As vastly improved as the offense is, then – by almost 100 yards and a full touchdown per game – it ends in the exact same place it found itself after failing to score a touchdown in a last-second, 13-12 loss to Texas in the same game in 2009: With the defense putting the championship within reach, and the offense failing to grasp it.
Some of the decline is on the assortment of ailments afflicting Martinez's lower extremities, ranging from turf toe to a sore knee to a bum ankle, the latter of which dogged him at Texas A&M, kept him out of last week's division-clinching win over Colorado and clearly limited him Saturday night. Some of it has to do with the quality of the competition across the line. But Martinez was declared "healthy" by his head coach after the game, and Oklahoma began the day ranked 63rd nationally in total defense.
Instead, Martinez's undoing was his inexperience in the pocket against a defense that didn't have to live in fear of his threat as a runner.

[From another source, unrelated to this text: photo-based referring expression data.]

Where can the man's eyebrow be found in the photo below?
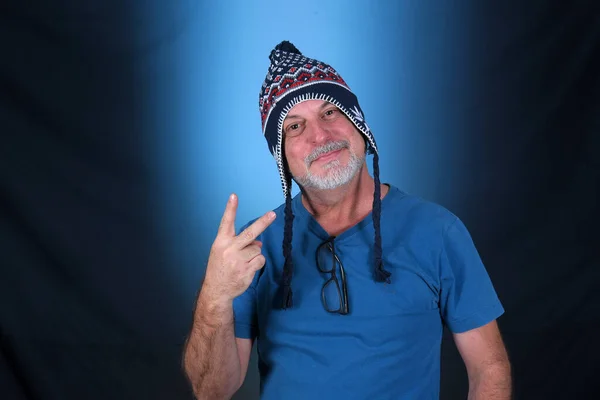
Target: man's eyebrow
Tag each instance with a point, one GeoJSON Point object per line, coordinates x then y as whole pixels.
{"type": "Point", "coordinates": [322, 106]}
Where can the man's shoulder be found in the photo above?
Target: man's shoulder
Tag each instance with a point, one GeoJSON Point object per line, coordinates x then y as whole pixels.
{"type": "Point", "coordinates": [416, 210]}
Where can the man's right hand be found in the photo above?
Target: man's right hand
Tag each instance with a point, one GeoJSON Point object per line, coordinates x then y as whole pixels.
{"type": "Point", "coordinates": [234, 260]}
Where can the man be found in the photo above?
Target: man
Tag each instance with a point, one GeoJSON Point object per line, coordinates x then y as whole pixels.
{"type": "Point", "coordinates": [347, 286]}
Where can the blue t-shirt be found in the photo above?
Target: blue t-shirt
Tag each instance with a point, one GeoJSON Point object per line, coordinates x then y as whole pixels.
{"type": "Point", "coordinates": [389, 345]}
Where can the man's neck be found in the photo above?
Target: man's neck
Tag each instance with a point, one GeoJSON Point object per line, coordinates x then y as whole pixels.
{"type": "Point", "coordinates": [339, 209]}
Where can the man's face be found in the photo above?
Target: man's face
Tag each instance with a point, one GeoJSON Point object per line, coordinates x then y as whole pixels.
{"type": "Point", "coordinates": [324, 149]}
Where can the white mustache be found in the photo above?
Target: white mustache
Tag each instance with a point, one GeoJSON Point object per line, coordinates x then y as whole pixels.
{"type": "Point", "coordinates": [319, 151]}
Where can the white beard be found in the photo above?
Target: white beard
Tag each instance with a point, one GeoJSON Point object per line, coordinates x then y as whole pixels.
{"type": "Point", "coordinates": [335, 175]}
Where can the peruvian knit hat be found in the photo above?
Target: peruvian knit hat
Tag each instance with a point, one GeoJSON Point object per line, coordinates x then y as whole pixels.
{"type": "Point", "coordinates": [291, 79]}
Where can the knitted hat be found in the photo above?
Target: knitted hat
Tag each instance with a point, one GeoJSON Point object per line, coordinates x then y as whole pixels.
{"type": "Point", "coordinates": [291, 79]}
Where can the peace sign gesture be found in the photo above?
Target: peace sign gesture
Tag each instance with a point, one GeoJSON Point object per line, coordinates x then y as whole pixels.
{"type": "Point", "coordinates": [234, 259]}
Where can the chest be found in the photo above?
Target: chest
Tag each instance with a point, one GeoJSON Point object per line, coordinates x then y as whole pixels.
{"type": "Point", "coordinates": [379, 311]}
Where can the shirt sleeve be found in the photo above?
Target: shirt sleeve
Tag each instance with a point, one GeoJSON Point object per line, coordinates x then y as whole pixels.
{"type": "Point", "coordinates": [244, 308]}
{"type": "Point", "coordinates": [468, 298]}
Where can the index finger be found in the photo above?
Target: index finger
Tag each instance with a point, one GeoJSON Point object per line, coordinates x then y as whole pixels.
{"type": "Point", "coordinates": [227, 225]}
{"type": "Point", "coordinates": [250, 234]}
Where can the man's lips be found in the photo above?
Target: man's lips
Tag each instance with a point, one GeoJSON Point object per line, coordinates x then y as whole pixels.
{"type": "Point", "coordinates": [328, 156]}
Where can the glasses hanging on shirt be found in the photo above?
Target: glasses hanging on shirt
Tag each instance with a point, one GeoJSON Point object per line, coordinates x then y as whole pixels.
{"type": "Point", "coordinates": [334, 293]}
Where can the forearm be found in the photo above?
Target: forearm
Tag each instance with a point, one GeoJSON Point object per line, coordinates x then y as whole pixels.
{"type": "Point", "coordinates": [492, 383]}
{"type": "Point", "coordinates": [211, 358]}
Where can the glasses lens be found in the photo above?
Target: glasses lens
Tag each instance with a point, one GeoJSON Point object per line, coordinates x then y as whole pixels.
{"type": "Point", "coordinates": [332, 297]}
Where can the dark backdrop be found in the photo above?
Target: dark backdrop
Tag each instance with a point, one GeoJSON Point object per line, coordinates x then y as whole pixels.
{"type": "Point", "coordinates": [90, 304]}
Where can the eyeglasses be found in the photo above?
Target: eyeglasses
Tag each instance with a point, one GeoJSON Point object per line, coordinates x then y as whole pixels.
{"type": "Point", "coordinates": [334, 296]}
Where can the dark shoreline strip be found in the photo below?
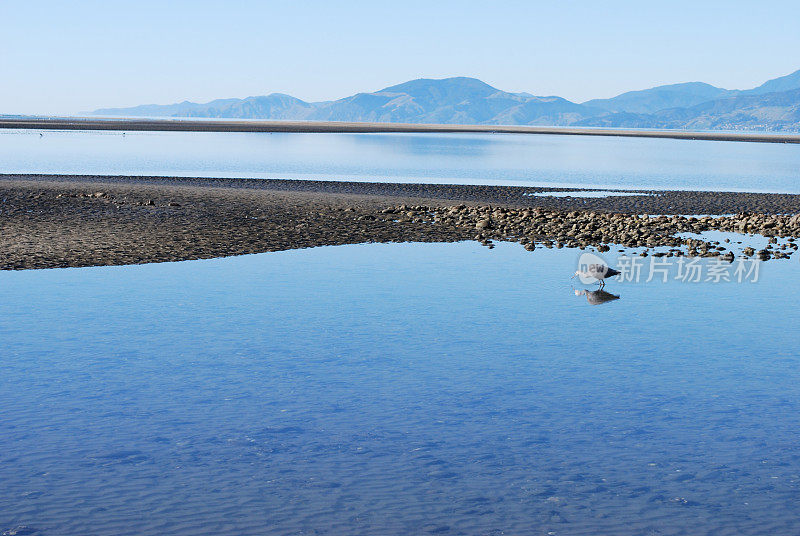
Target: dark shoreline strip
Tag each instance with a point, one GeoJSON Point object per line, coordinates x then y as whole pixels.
{"type": "Point", "coordinates": [178, 125]}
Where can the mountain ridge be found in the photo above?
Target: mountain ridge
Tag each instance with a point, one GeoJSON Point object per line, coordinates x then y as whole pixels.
{"type": "Point", "coordinates": [773, 105]}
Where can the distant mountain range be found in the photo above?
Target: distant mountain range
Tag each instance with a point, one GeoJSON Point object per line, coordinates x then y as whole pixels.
{"type": "Point", "coordinates": [774, 105]}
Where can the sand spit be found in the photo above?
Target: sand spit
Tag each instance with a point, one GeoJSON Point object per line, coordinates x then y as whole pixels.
{"type": "Point", "coordinates": [49, 221]}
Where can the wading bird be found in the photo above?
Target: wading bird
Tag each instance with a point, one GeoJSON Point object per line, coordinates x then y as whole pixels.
{"type": "Point", "coordinates": [601, 272]}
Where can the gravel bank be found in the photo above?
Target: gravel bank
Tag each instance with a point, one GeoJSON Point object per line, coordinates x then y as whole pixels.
{"type": "Point", "coordinates": [51, 221]}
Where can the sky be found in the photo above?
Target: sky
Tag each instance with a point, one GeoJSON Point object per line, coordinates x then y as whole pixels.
{"type": "Point", "coordinates": [61, 57]}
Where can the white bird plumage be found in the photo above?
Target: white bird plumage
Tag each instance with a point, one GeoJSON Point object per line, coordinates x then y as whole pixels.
{"type": "Point", "coordinates": [600, 272]}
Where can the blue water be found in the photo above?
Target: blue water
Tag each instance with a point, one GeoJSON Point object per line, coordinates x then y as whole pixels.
{"type": "Point", "coordinates": [511, 159]}
{"type": "Point", "coordinates": [396, 389]}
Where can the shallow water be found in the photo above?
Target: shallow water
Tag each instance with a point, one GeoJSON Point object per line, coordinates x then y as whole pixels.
{"type": "Point", "coordinates": [510, 159]}
{"type": "Point", "coordinates": [587, 193]}
{"type": "Point", "coordinates": [396, 389]}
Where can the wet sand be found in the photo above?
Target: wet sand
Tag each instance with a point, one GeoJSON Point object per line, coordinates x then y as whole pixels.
{"type": "Point", "coordinates": [49, 221]}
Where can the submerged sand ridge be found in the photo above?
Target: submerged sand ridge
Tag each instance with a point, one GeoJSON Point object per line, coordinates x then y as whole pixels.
{"type": "Point", "coordinates": [51, 221]}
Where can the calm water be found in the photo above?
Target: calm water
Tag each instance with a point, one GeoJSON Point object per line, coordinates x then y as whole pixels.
{"type": "Point", "coordinates": [567, 161]}
{"type": "Point", "coordinates": [396, 389]}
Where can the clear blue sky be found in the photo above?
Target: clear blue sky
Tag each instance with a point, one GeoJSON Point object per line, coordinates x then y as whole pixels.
{"type": "Point", "coordinates": [68, 57]}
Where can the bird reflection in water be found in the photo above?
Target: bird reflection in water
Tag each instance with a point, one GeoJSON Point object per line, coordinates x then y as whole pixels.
{"type": "Point", "coordinates": [597, 297]}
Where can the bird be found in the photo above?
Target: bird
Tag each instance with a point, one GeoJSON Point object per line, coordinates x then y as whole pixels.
{"type": "Point", "coordinates": [597, 297]}
{"type": "Point", "coordinates": [601, 272]}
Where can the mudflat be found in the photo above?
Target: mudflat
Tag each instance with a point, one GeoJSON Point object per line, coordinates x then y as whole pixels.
{"type": "Point", "coordinates": [49, 221]}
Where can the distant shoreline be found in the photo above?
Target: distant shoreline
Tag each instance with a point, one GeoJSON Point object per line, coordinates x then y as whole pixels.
{"type": "Point", "coordinates": [205, 125]}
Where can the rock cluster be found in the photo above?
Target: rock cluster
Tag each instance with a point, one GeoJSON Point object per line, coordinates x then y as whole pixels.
{"type": "Point", "coordinates": [581, 229]}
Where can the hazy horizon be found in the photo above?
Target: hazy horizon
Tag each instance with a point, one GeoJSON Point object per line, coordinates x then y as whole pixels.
{"type": "Point", "coordinates": [69, 59]}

When the Sooners took away his first read, regardless of the pressure, Martinez was quick to pull the ball down in search of escape routes that usually led him into the waiting arms of an Oklahoma defender. The Sooners ultimately notched seven sacks, most of them "coverage sacks" after Martinez had failed to find an open receiver and begun to ad lib. Three of them resulted in fumbles. The rest resulted in punts.
All of which must sound all too familiar to Big Red fans. Three of Nebraska's four losses in 2009 came in games in which the 'Huskers held opponents below 17 points but struggled to score touchdowns – in the losses to Virginia Tech and Texas, in fact, they didn't put the ball in the end zone at all, and only punched it in in a 10-3 win over Oklahoma after being set up by an interception return to the OU one-yard line. In three losses now in 2010, again, the offense has failed to mount a single sustained touchdown drive. Nebraska's lone TD in a 20-13 loss to Texas in October came via special teams. Neither team crossed the goal line in a 9-6 loss at Texas A&M on Nov. 20. The scores in Saturday night's title game came on a quick-strike run and a five-yard halfback pass after a turnover set the offense up at the Sooner 12-yard line.
After that, there was no field position, no big plays, and no points. Just a gimpy quarterback struggling to make good as a passer and a coordinator searching for some semblance of the old spark from the "Wildcat." It found neither. And for all the early optimism about the future with Martinez's once electrifying presence in the shotgun, more than a few 'Husker fans are beginning to wonder whether Shawn Watson has earned the right to be around for the rest of it.